Book The Cold War and After

    Book Details:
  • Author : Marc Trachtenberg
  • Publisher : Princeton University Press
  • Release : 2012-03-12
  • ISBN : 0691152039
  • Pages : 336 pages

Download or read book The Cold War and After written by Marc Trachtenberg and published by Princeton University Press. This book was released on 2012-03-12 with total page 336 pages. Available in PDF, EPUB and Kindle. Book excerpt: A new way of looking at international relations from a leading expert in the field What makes for war or for a stable international system? Are there general principles that should govern foreign policy? In The Cold War and After, Marc Trachtenberg, a leading historian of international relations, explores how historical work can throw light on these questions. The essays in this book deal with specific problems—with such matters as nuclear strategy and U.S.-European relations. But Trachtenberg's main goal is to show how in practice a certain type of scholarly work can be done. He demonstrates how, in studying international politics, the conceptual and empirical sides of the analysis can be made to connect with each other, and how historical, theoretical, and even policy issues can be tied together in an intellectually respectable way. These essays address a wide variety of topics, from theoretical and policy issues, such as the question of preventive war and the problem of international order, to more historical subjects—for example, American policy on Eastern Europe in 1945 and Franco-American relations during the Nixon-Pompidou period. But in each case the aim is to show how a theoretical perspective can be brought to bear on the analysis of historical issues, and how historical analysis can shed light on basic conceptual problems.

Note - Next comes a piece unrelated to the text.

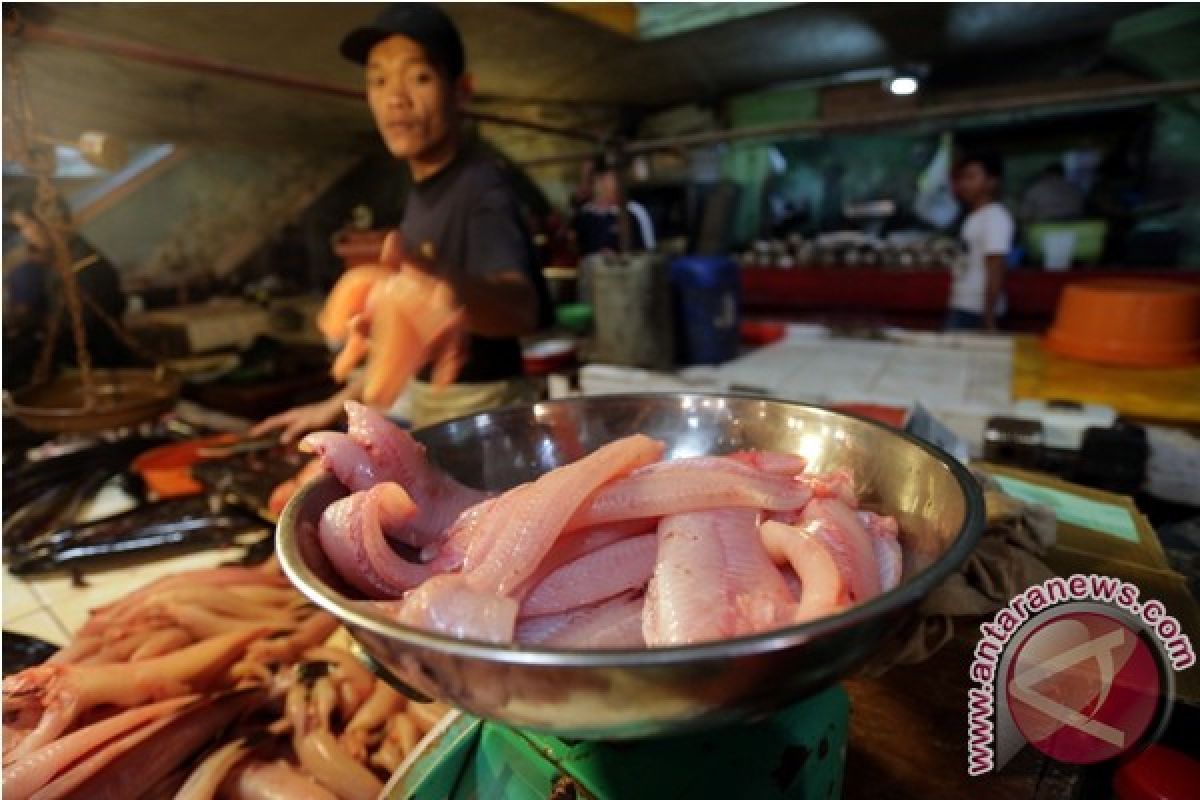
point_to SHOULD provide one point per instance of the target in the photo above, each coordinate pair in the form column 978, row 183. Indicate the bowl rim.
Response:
column 783, row 638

Book Theories of War and Peace

Download or read book Theories of War and Peace written by Michael E. Brown and published by MIT Press. This book was released on 1998-09-15 with total page 610 pages. Available in PDF, EPUB and Kindle. Book excerpt: New approaches to understanding war and peace in the changing international system. What causes war? How can wars be prevented? Scholars and policymakers have sought the answers to these questions for centuries. Although wars continue to occur, recent scholarship has made progress toward developing more sophisticated and perhaps more useful theories on the causes and prevention of war. This volume includes essays by leading scholars on contemporary approaches to understanding war and peace. The essays include expositions, analyses, and critiques of some of the more prominent and enduring explanations of war. Several authors discuss realist theories of war, which focus on the distribution of power and the potential for offensive war. Others examine the prominent hypothesis that the spread of democracy will usher in an era of peace. In light of the apparent increase in nationalism and ethnic conflict, several authors present hypotheses on how nationalism causes war and how such wars can be controlled. Contributors also engage in a vigorous debate on whether international institutions can promote peace. In a section on war and peace in the changing international system, several authors consider whether rising levels of international economic independence and environmental scarcity will influence the likelihood of war.